Associate Professor of History Penelope Ismay, whose studies of 18th- and 19th-century British economic life illuminate the sweeping changes associated with modernity, has won a major honor for her book Trust Among Strangers: Friendly Societies in Modern Britain.

Penelope Ismay

Penelope Ismay (Gary Wayne Gilbert)

The North American Conference on British Studies selected Trust Among Strangers for the Stansky Prize, which recognizes the best book published by a North American scholar on any aspect of British studies since 1800. Ismay's book was named a co-winner of the 2019 prize along with George Behlmer's Risky Shores: Savagery and Colonialism in the Western Pacific. NACBS is a scholarly society dedicated to all aspects of British studies, including history, literature, art history, politics, law, sociology, and economics. The organization sponsors the Journal of British Studies, online publications, an annual conference, several academic prizes, graduate fellowships, and undergraduate essay contests.

“It’s very gratifying to be chosen,” said Ismay, recounting the process of researching and analyzing material that became the basis for Trust Among Strangers. “Starting in graduate school, I was fixated on the next big requirement for the doctorate. I would accomplish it only to find a new one looming on the horizon.

“And then, one day, I looked up and realized that I was really done. Being on the other side of the book and then tenure, I realized anew how much I love my life and job here at BC. This prize came out of the blue for me, and I’m humbled by the implication that my peers think this is an important book and that so many friends and colleagues were there to see me receive the prize.”

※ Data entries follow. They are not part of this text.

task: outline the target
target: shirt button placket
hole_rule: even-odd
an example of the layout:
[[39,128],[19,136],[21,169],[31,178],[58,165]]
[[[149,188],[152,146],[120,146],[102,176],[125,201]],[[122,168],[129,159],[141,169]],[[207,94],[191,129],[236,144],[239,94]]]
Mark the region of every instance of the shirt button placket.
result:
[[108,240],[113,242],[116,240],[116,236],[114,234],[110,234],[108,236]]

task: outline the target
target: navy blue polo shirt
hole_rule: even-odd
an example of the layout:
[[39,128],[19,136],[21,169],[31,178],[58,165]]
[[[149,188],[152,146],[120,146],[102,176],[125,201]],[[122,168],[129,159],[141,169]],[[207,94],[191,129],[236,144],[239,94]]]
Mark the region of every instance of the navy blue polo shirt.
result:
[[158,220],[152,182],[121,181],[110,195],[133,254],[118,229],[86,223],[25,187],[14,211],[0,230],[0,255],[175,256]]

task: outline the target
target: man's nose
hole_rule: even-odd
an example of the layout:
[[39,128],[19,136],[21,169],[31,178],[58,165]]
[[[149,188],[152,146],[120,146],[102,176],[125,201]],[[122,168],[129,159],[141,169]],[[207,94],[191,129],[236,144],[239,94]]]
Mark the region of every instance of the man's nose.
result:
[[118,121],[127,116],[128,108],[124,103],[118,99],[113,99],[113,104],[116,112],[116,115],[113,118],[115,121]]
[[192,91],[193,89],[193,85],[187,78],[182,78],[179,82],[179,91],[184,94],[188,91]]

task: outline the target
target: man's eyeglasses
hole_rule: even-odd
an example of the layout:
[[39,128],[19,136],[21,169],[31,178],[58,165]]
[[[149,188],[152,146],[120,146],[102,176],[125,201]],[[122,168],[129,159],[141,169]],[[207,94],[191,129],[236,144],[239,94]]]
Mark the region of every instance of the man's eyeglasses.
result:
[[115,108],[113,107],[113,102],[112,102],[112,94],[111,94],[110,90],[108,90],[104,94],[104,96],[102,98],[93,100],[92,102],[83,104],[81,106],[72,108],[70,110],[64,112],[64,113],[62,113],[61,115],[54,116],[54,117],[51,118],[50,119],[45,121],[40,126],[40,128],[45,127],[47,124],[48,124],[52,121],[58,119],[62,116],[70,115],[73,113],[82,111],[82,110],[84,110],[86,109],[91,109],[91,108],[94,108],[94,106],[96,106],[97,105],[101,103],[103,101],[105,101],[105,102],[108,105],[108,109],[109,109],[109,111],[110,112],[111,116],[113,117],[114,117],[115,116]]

In Trust Among Strangers, Ismay examines the role of friendly or mutual assistance societies in helping foster a sense of community and shared responsibilities in Britain during the late 18th and early 19th centuries, a period of rapid social and economic change. This was a critical moment in British history, she said, marked by widespread concerns about the increasing number of poor people while the internal migration of a growing population challenged the means of relieving poverty.

“How could communities determine whether to trust the people asking for relief in the ‘society of strangers’ that Britain was rapidly becoming?” she said. “Whereas in the past, the belief that ‘the poor are always with us’ held sway, now people were saying, ‘We can do something about it.’ New conceptions of the friendly society were the answer to the question of trust. They promoted relationships between new kinds of social classes and relationships between strangers. The ideas did not always work in practice, but the fact that Britons spent so much time and money experimenting with new forms of reciprocity shows that reformers and laborers alike were looking for socially meaningful ways of integrating the poor into a rapidly changing society.”

Trust Among Strangers illustrates the “problem-centered approach” to researching history Ismay employs. Her newest project also uses this method to explore how Victorians worked to keep self-interest within socially tenable boundaries as their economy experienced unprecedented growth.

This fall, Ismay taught the undergraduate course Study & Writing of History: Odd Women to New Women and the graduate course Women and Work in the World.  

Ismay joined the Boston College faculty in 2013 and the following year was named the Cooney Family Assistant Professor, an endowed position made possible through a gift by Robert J. Cooney ’74 and family, as part of a University initiative to support junior faculty research and early-career development. She was promoted to associate professor this past spring.